WWW: http://www.cs.bham.ac.uk/~mmk/
Paradoxes have from the days of the Ancient Greeks been a considerable source of exhilaration. They can be very funny, but also considerably confusing and lead to inappropriate conclusions. In the most concise form, a logical paradox can be formulated by the sentence: "This sentence is false." Let's assume it is true, then it must be false, since it says that it is false. Hence we have a contradiction since it is true and false at the same time. So our initial assumption that it is true can't have been correct, hence it must be false. This leads to a contradiction as well, since if it is false, its content can't be true, hence the sentence can't be false either.
The problems with paradoxical sentences have been known for very long, but were initially thought to be of no relevance for the development of set theory and logic around the end of the 19th/start of the 20th century. But then paradoxes in set theory and logic seemed to endanger the progress in the field and for a while it wasn't clear whether "the paradise of sets" built by Cantor (as Hilbert called it) and "the paradise of logic" built by Frege weren't inhabited by terrible lions that could attack and kill at any time. Frege had formalised predicate logic and achieved a new level of clarity and rigour. Naive set theory was built by Cantor and first published around the same time. The first modern paradoxes were found in 1897 by Burali-Forti, and have been refined to paradoxes which involve the cardinality of the set of all sets. Russell's notion of the set of all sets which do not contain themselves presented a major problem for set theory and also meant that Frege's original system was reflective and paradoxical.

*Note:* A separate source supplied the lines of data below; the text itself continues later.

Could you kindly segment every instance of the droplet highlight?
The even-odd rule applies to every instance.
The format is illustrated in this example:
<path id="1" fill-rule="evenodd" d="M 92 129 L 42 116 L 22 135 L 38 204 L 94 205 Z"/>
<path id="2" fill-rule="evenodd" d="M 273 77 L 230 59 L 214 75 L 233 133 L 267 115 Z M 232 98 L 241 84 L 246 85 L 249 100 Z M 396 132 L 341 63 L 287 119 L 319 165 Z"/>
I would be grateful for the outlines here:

Zermelo [Zermelo08] presented in 1908 the first axiomatisation of set theory, and Russell [Russell08] in the same year the theory of types. This way it was possible to fence the lions out. It was achieved by the foundation axiom which excludes sets which contain (or worse do not contain) themselves in the case of set theory, and the theory of types which excludes that a predicate can speak about itself. This way it was possible to build a safe area, which is free of paradoxes. As Roy Dyckhoff has rightly pointed out to me after the publication, it is not the Foundation Axiom that fences the lions out of ZF (otherwise there would be no Aczel theory of anti-foundation, consistent w.r.t. ZF); what does it is the careful formulation of comprehension/separation, forbidding {x | P(x) } while allowing (provided A is a set) { x IN A | P(x) }. Likewise I advocate here a system which is in Aczel's sense anti-foundational. My apologies for the imprecision. To be more precise, there might still be some wild beasts out there in the bush. But for a hundred years there was no more attack and so we are pretty confident that there aren't any inside the fence. But of course, you never know, that may just be a false kind of security.

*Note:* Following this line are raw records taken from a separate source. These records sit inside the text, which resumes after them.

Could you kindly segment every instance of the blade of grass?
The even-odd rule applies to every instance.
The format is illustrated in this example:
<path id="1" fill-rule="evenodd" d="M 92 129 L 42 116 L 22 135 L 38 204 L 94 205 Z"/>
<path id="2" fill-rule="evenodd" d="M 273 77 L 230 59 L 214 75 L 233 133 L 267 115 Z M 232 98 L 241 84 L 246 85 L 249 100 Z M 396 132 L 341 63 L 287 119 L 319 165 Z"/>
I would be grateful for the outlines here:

While the constructs of axiomatic sets and types may be considered as adequate for mathematical reasoning, there are quite a number of examples in the areas of natural language understanding and knowledge representation in a more general sense, where we need a more powerful language, where we can't exclude self-referentiality a priori on mere syntactic grounds. If we did, we would end up with a system which is difficult to use and/or is not close to the everyday usage of language, which does allow for paradoxes. Actually quite a number of complicated formalisms have been developed and are currently in the main stream of investigations in AI, although some simpler system may do the job better. Perlis pleaded in 1985 [Perlis85] that we "can have everything in first-order logic." He investigated first-order logic plus strings and redefined Tarski's definition of truth. I advocate a three-valued logic here.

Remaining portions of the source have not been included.